PPPLDeepLearning / plasma-python

PPPL deep learning disruption prediction package
http://tigress-web.princeton.edu/~alexeys/docs-web/html/
79 stars 43 forks source link

Add option to directly sample the disruptive subset during shot list/set splitting #44

Open felker opened 4 years ago

felker commented 4 years ago

Currently, if the testing and training ({train} U {validate}) are drawn from the same source shot list, then the ratio conf['model']['train_frac'] is used to randomly divide the source shots without regards to the shot classes. This also occurs for the splitting of the train and validate sets with conf['model']['validation_frac'].
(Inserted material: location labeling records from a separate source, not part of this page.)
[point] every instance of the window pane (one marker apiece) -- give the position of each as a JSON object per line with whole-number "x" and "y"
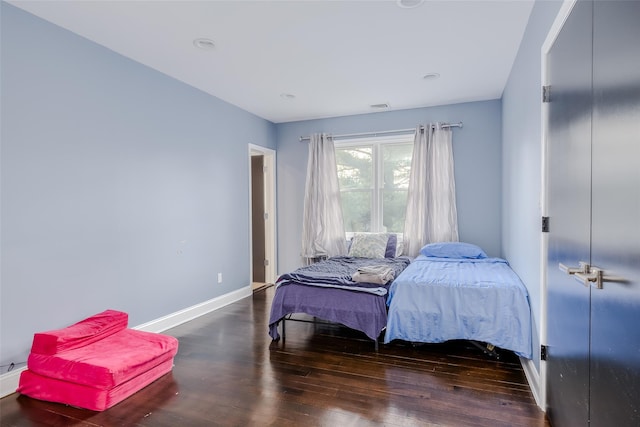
{"x": 396, "y": 165}
{"x": 355, "y": 167}
{"x": 394, "y": 204}
{"x": 356, "y": 210}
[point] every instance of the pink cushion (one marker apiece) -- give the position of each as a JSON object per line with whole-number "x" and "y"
{"x": 83, "y": 396}
{"x": 80, "y": 334}
{"x": 108, "y": 362}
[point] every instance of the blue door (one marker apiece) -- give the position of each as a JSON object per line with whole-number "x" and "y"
{"x": 615, "y": 207}
{"x": 569, "y": 194}
{"x": 594, "y": 205}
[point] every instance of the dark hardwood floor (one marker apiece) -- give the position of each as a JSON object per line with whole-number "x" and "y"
{"x": 229, "y": 373}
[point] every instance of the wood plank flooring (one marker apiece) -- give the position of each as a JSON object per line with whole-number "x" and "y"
{"x": 229, "y": 373}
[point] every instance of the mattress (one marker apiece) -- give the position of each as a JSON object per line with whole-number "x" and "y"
{"x": 85, "y": 396}
{"x": 438, "y": 299}
{"x": 108, "y": 362}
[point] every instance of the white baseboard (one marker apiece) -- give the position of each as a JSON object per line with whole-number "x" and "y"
{"x": 533, "y": 378}
{"x": 179, "y": 317}
{"x": 9, "y": 381}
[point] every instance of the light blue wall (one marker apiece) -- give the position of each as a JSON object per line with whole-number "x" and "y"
{"x": 477, "y": 156}
{"x": 521, "y": 130}
{"x": 121, "y": 187}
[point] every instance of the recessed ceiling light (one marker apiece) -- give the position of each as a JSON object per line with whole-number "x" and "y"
{"x": 204, "y": 44}
{"x": 409, "y": 4}
{"x": 431, "y": 76}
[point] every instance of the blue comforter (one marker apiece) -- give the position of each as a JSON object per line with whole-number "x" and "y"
{"x": 439, "y": 299}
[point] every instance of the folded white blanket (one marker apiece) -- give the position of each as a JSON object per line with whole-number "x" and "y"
{"x": 378, "y": 274}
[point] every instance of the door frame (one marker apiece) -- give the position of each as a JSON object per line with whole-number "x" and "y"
{"x": 269, "y": 156}
{"x": 552, "y": 35}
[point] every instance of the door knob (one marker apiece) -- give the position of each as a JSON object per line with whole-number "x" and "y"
{"x": 594, "y": 275}
{"x": 583, "y": 268}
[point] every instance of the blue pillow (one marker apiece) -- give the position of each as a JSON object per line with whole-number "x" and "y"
{"x": 392, "y": 243}
{"x": 453, "y": 250}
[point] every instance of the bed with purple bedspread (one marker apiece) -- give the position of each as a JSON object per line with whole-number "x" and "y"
{"x": 326, "y": 290}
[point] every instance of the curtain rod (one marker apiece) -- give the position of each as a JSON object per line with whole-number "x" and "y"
{"x": 384, "y": 132}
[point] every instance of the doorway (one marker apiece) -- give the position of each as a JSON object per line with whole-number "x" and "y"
{"x": 262, "y": 216}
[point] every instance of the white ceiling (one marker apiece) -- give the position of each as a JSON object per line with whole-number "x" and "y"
{"x": 336, "y": 57}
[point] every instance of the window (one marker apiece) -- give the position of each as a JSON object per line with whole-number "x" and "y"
{"x": 374, "y": 177}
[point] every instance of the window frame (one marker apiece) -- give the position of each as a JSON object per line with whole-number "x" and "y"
{"x": 377, "y": 192}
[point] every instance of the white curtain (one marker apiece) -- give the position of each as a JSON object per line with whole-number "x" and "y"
{"x": 322, "y": 226}
{"x": 431, "y": 214}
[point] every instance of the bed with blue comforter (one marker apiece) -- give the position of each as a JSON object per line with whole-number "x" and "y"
{"x": 454, "y": 291}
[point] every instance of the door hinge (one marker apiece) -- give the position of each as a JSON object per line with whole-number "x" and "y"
{"x": 546, "y": 93}
{"x": 545, "y": 224}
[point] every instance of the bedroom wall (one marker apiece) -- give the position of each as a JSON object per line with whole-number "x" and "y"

So, while the the division of the overall shot counts will exactly match the desired fractions within 1/N (where N is the total number of shots), the division of the non-/ disruptive shots among the sets may not be so close to that fraction. This is only a problem when the number of disruptive (or nondisruptive) samples is low and/or the training and testing sets are drawn from different raw lists. As the number of samples -> infinity, of course the N{validate, disrupt}/N{training, disrupt} -> conf['model']['validation_frac'], e.g.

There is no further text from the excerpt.